Gli eventi costringono “la Repubblica” e il “Corriere della sera” il giorno dopo la Befana a un’impaginazione impressionante. A destra un caso di spionaggio industriale alla Renault spiega che l’auto francese è tutta puntata sull’innovazione, con oltre duemila nuovi brevetti nel 2010, e un investimento per la sola auto elettrica di cinque miliardi di euro fino a fine 2010. A sinistra il premier cinese designato Li Keqiang firma accordi per investimenti tedeschi per cinque miliardi di euro, quelli di Volkswagen e Mercedes centrati sulle tecnologie. Al centro, l’Italia domina la cronaca con la sfida di Landini alla Fiat.

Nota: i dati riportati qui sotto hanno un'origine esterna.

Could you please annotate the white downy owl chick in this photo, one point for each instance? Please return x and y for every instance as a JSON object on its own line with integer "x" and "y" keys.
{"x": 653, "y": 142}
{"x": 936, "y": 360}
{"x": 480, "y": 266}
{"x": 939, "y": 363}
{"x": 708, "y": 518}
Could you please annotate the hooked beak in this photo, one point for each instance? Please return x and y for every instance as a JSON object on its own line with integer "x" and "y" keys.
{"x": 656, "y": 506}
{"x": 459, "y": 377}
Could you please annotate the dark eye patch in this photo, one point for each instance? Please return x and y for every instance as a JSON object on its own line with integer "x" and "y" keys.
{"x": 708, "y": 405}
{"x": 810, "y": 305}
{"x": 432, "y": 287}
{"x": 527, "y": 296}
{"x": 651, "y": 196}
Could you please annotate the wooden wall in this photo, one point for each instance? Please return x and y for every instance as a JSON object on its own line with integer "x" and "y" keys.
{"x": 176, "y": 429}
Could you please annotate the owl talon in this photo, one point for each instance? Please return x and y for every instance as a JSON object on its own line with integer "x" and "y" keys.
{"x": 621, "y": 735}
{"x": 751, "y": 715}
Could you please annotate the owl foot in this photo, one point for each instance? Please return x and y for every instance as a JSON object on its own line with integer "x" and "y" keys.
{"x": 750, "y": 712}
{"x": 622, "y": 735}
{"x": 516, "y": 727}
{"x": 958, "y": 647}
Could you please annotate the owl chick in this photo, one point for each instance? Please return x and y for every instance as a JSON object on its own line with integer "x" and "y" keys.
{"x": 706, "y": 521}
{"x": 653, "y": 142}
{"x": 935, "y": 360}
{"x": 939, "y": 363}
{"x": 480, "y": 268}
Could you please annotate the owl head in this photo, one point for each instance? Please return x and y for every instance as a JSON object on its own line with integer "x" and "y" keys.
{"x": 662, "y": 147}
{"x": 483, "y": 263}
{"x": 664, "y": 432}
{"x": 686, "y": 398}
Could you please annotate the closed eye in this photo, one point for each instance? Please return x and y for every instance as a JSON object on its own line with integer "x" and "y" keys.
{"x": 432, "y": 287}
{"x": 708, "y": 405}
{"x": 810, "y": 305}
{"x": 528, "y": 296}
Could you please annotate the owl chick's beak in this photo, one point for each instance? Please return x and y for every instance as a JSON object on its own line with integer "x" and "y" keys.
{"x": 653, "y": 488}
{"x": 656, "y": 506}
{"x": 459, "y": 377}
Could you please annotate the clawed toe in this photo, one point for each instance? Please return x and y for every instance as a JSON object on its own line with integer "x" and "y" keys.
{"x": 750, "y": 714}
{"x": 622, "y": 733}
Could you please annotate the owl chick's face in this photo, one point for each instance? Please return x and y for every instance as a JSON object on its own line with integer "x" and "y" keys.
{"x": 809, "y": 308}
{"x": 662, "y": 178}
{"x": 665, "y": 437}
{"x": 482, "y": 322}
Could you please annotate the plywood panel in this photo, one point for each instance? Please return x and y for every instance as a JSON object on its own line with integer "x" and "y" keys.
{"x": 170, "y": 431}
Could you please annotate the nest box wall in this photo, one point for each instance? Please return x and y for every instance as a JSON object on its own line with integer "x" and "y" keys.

Giogio Fedel, lo scienziato politico studioso del “linguaggio” di Berlusconi, ha accesso venerdì 7 al “Corriere della sera” per spiegare la demonizzazione del personaggio. Ne dà tre o quattro spiegazioni, ma trascura di dire la demonizzazione politica, di parte, minoritaria, e straccamente ripetitiva, giacché Berlusconi vince le elezioni - forse più italiani, e italiane, preferiscono un politico galante a uno che nega il sesso. Dimenticando quello che aveva scritto solo pochi mesi fa, nel pieno della stagione delle puttane d’opposizione, su altro giornale è vero: “Come dice Popper, il giorno della votazione è effettivamente il giorno del giudizio”. Il “Corriere” è meglio di una messa?

I giornali e periodici dell’economia fanno a gare a fine anno a offrire promettenti annuari: “Dove investire nel 2011”, “Come investire”, “Le migliori occasioni del 2011”. Di nessuna utilità, come ogni lettore può constatare – sono sterminati elenchi di fondi di ogni tipo, per la sola vanità dei gestori e per il loro budget pubblicitario. Dopo avere però speso cinque o dieci euro. L’economia degli affari, cioè dello sfruttamento, infetta anche la sua informazione.

Un fotografo diffonde una sua foto di Berlusconi con un’asta dei pantaloni impigliata contro il calzino. E trova chi gliela compra: i maggiori giornali. Una foto stile vecchio “Borghese” il settimanale neofascista. Ecco che cos’è il giornalismo oggi.
Berlusconi è fortunato che non si mette le dita nel naso. Nemmeno si gratta il sedere. E non mangia in pubblico – ma non avrà la dentiera?.

Fra i trenta manager che nel 2009 sono stati pagati più di due milioni di euro figurano due che hanno fatto praticamente fallire la loro società Pirelli Re (ceduta a poco prezzo), anzi figurano ai primi due posti: Carlo Puri Negri e Paolo De Conto. Al terzo posto viene uno che non ha fatto nulla, Montezemolo, presidente Fiat di rappresentanza. Al 26mo il presidente della Juventus Jean-Claude Blanc, nell’anno più disastroso della Vecchia Signora – che non compra calciatori per risparmiare… Doppia morale?